— Вы должны сниматься, — заявил он, когда увидел меня на сцене.
— Не хочу иметь с кино никаких дел.
— Ну и зря. У меня люди неделями стоят под дверью кабинета, чтобы сняться. Преступник!
Илья Николаевич оказался милым человеком, и мы подружились. Он часто приезжал в Москву — утверждать сценарии в Госкино, и обязательно заходил к нам в общежитие. Помню такой случай. Стриженов снимался на «Ленфильме» в каком-то фильме и сорвался, ушел в штопор. Киселев отстранил его от съемок и поклялся, что блокирует Олегу работу на «Ленфильме» на пять лет, чтобы одумался.

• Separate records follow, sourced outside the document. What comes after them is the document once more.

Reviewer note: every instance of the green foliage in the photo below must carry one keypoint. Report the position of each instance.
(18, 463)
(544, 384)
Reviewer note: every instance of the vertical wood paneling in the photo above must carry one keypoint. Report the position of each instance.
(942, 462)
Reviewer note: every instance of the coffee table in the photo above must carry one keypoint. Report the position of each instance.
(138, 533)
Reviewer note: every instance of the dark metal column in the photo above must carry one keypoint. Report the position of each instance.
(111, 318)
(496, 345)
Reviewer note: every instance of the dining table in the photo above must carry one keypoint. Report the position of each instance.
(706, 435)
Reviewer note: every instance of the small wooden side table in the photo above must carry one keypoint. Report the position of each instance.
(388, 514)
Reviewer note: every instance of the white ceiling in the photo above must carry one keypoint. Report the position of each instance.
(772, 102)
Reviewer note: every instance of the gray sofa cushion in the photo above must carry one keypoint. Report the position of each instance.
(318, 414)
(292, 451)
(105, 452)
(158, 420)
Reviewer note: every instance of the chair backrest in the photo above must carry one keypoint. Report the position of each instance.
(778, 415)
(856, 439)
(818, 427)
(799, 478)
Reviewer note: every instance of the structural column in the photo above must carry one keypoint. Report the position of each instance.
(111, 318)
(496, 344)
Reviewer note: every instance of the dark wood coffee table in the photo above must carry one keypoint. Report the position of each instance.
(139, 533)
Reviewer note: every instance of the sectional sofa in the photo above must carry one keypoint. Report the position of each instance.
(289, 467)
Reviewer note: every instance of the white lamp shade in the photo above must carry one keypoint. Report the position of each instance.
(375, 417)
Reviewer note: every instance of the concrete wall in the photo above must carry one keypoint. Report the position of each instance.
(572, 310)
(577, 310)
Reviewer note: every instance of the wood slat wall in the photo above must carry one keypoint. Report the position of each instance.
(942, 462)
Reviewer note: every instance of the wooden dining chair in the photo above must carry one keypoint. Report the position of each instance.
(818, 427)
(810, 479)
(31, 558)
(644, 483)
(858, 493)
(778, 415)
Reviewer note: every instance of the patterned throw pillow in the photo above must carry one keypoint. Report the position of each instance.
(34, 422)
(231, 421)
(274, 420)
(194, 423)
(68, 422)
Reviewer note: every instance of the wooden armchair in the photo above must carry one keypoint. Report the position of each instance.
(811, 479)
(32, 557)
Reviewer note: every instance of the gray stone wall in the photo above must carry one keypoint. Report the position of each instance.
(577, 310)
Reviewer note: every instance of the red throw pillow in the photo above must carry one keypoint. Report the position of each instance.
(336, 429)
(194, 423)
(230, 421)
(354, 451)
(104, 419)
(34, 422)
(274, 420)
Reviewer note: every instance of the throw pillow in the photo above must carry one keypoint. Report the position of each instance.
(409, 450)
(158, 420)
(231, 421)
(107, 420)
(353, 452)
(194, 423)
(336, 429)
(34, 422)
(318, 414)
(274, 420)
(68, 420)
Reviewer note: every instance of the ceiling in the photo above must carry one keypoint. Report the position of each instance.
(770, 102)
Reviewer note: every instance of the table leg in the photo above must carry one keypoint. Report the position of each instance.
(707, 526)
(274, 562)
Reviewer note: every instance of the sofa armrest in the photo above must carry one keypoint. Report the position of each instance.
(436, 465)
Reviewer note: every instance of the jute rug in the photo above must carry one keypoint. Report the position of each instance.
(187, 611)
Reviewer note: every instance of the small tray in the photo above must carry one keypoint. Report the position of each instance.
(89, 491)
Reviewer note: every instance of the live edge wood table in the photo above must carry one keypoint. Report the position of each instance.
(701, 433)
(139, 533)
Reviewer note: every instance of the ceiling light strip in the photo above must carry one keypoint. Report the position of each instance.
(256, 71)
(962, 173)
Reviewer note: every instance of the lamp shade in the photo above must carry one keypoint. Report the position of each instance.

Стриженов, конечно, был в ужасе, как бы сейчас сказали: впал в депрессию.
И вот приезжает Илья Николаевич в Москву, а я приболел, лежал с температурой. Он пришел меня навестить. Любка Земляникина накрыла для него стол, попросила:
— Замолви словечко, может, Киселев простит Олега?
— Попробую.
Когда Илья Николаевич присел у моей кровати, я спросил:
— Вы видели картину «Некрасов и Панаев у больного Белинского»?
— Видел, а что?
— Ну, там Белинскому все сочувствуют, не хотят расстраивать. Может, ради меня вы простите рыжего?
— Никогда!
— Жаль, что мы живем не в те времена, на Руси к больным по-другому относились. Олег уникальный актер, второго такого нет.
— Ну ладно, где он? Скажи, пусть заходит.
Олег вполз в комнату на коленях, взывая: «Батька, прости!»
— Прощаю, мы сейчас выпьем за здоровье Севы, но без тебя.
После этого Стриженов снова начал сниматься на «Ленфильме».
Меня весьма ценил ведущий педагог Школы-студии МХАТ Василий Петрович Марков, благодаря ему я был утвержден на роль в спектакле «Хозяин». Он просто взял меня за руку и привел на репетицию к Ливанову: «Вот вам главный герой». И старики с ним согласились. Когда Марков набирал курс, он предложил мне поработать его ассистентом. Так я стал педагогом Володи Меньшова, Веры Быковой-Алентовой, Иры Мирошниченко, Андрюши Мягкова... Сам многому учился вместе с ними.
Главную роль в спектакле Виктора Карловича Монюкова «Дорога через Сокольники» играл суперпопулярный Леонид Харитонов. Он заболел, и Карлыч вызвал меня: «Севуля, три репетиции — и ты играешь за Харитонова».
Ответственность была огромной, после «Ивана Бровкина» Харитонов — кумир публики, но я справился. Вскоре Монюков — самый молодой профессор Школы-студии — предложил перейти к нему на курс: «У тебя есть тенденция к режиссуре, развивай ее». Я согласился. Шефом курса был Виктор Яковлевич Станицын. Помню, я подошел к Павлу Массальскому, одному из лучших педагогов, и попросил:
— Можно поставить с вашими студентами внеплановый спектакль?
— Сева, о чем ты говоришь? Пожалуйста.
Это была «Медея» Ануя, мы потом играли ее на многих площадках Москвы, там блистал мой ученик Саша Пашутин. Монюкову спектакль понравился: «Профессионально. Ты — сложившийся режиссер, надо деду показать». Он звал дедом Станицына.
Тот посмотрел и высказался: «Так, юное дарование, будем работать вместе и в Школе-студии, и в театре».
«На всякого мудреца довольно простоты» стал нашим совместным спектаклем на сцене МХАТа. Только наметили состав, как у Виктора Яковлевича случился обширный инфаркт. Думал, репетиции остановят, но Станицын прислал в театр письмо: «К моему возвращению из больницы мой ученик Сева Шиловский закончит работу над спектаклем. Прошу ему верить». Яншин изрек:
— Это он нас будет тренировать?
— Знаешь, Миша, если такое случится, может, ты похудеешь, — вступилась за меня Зуева.